Where does AVM come from — process description
Here are two ways to generate AVM.
1. Using an assembler helper class, synthesizing AVM directly in code through assembly code
2. Use the compiler to get AVM from a high-level language
Assembler
I need to talk about the compilation here.
This involves several concepts, assembly language, machine language, assembler
Interestingly, you don’t need to learn the assembly for this purpose.
NOP
PUSH 1
PUSH 2
ADD
RET
Remember the code in the previous article?
This is the kind of thing that we can call assembly language.
The content input by NEOVM is the machine language that NEOVM simulates, which is in byte[] format.

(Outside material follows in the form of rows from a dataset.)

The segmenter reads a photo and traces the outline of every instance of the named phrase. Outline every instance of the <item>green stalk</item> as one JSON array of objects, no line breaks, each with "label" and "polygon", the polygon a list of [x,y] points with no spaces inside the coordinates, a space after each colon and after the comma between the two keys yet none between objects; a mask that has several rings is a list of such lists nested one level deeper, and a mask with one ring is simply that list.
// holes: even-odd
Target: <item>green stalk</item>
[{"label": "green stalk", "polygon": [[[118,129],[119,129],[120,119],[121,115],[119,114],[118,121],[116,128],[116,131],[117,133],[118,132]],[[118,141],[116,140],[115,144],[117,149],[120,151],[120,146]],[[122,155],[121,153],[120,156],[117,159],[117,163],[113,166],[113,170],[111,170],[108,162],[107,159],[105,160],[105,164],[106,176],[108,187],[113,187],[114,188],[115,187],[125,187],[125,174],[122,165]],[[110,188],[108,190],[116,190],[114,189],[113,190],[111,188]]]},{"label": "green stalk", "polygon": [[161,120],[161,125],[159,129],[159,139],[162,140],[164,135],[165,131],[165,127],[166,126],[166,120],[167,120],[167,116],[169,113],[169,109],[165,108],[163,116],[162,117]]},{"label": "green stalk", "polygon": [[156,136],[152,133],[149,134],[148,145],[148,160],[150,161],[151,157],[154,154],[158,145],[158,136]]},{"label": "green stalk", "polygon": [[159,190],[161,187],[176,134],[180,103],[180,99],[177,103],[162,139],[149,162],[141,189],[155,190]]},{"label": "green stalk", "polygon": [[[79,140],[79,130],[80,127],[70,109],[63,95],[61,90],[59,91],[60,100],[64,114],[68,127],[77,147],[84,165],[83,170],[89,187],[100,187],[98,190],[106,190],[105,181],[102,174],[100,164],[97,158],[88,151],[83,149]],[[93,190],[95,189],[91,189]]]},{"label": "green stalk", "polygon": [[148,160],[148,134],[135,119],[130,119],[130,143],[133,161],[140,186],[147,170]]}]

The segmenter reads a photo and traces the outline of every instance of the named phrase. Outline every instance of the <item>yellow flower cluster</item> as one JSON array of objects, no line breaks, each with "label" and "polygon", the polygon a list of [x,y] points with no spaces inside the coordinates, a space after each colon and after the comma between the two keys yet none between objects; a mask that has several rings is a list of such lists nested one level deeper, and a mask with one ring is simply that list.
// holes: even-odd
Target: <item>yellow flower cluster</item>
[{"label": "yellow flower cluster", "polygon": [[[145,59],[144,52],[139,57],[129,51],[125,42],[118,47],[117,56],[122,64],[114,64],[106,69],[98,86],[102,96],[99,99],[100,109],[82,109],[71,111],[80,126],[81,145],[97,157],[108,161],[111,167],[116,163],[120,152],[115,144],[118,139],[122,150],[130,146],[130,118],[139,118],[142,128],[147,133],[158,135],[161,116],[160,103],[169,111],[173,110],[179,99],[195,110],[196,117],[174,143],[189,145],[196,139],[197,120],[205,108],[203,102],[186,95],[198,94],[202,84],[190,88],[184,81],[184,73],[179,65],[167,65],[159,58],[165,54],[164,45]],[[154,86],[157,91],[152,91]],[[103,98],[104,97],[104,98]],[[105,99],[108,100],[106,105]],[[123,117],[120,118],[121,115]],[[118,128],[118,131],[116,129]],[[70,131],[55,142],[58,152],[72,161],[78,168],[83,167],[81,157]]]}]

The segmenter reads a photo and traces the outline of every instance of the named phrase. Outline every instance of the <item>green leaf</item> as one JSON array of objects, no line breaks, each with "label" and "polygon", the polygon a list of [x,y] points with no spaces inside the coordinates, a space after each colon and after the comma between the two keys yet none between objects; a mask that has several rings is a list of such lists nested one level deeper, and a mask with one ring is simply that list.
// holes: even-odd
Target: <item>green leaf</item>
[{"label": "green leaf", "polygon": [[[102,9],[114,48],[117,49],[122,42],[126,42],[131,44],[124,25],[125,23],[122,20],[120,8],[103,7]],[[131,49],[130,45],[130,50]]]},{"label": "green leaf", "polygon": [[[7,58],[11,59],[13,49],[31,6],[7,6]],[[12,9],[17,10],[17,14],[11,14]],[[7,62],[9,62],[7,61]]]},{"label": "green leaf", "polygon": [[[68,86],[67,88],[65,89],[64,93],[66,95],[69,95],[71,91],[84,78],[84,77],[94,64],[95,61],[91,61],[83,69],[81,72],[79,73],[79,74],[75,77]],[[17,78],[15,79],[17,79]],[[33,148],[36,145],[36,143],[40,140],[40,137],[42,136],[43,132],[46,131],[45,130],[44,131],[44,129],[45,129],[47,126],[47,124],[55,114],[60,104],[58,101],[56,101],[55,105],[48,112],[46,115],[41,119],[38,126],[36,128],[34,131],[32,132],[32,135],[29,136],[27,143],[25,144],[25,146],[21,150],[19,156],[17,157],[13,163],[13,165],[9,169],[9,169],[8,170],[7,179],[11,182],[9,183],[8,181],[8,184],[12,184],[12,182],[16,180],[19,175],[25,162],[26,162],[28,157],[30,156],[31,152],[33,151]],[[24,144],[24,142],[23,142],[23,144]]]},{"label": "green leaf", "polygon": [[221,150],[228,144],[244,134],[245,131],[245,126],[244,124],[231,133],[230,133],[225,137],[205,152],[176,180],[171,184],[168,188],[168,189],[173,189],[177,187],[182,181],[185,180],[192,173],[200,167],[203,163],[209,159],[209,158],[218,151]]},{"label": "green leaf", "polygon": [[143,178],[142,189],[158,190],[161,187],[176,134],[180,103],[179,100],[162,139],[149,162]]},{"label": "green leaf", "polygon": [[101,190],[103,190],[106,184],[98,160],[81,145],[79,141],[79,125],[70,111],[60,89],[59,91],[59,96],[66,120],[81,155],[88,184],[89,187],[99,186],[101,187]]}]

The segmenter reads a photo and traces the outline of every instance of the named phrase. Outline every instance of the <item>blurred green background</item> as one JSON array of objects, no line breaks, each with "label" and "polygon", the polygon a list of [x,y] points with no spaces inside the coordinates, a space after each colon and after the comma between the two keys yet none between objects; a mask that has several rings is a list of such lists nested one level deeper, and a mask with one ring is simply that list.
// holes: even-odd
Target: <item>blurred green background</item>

So the above five instructions are machine languages that can be turned into a byte[] that NEOVM recognizes.
The tool that does this is called the assembler.
Let’s make an assembler.
ScriptBuilder.cs in NEOVM does most of the work of the assembler, except for linking.
Linking is more complicated, and it is also a focus of the assembler. This requires us to have more links to virtual machines such as NEOVM to continue our discussion. Let us focus on turning the five assembly instructions into byte[].
There used to be an official assembler project in NEO (neoa, which has been in disrepair https://github.com/neo-project/neo-compiler/tree/master/neoa
To study the compiler, the assembler is also a prerequisite. Maybe I will maintain a new assembler project)
Call ScriptBuilder to generate NEO machine code (AVM)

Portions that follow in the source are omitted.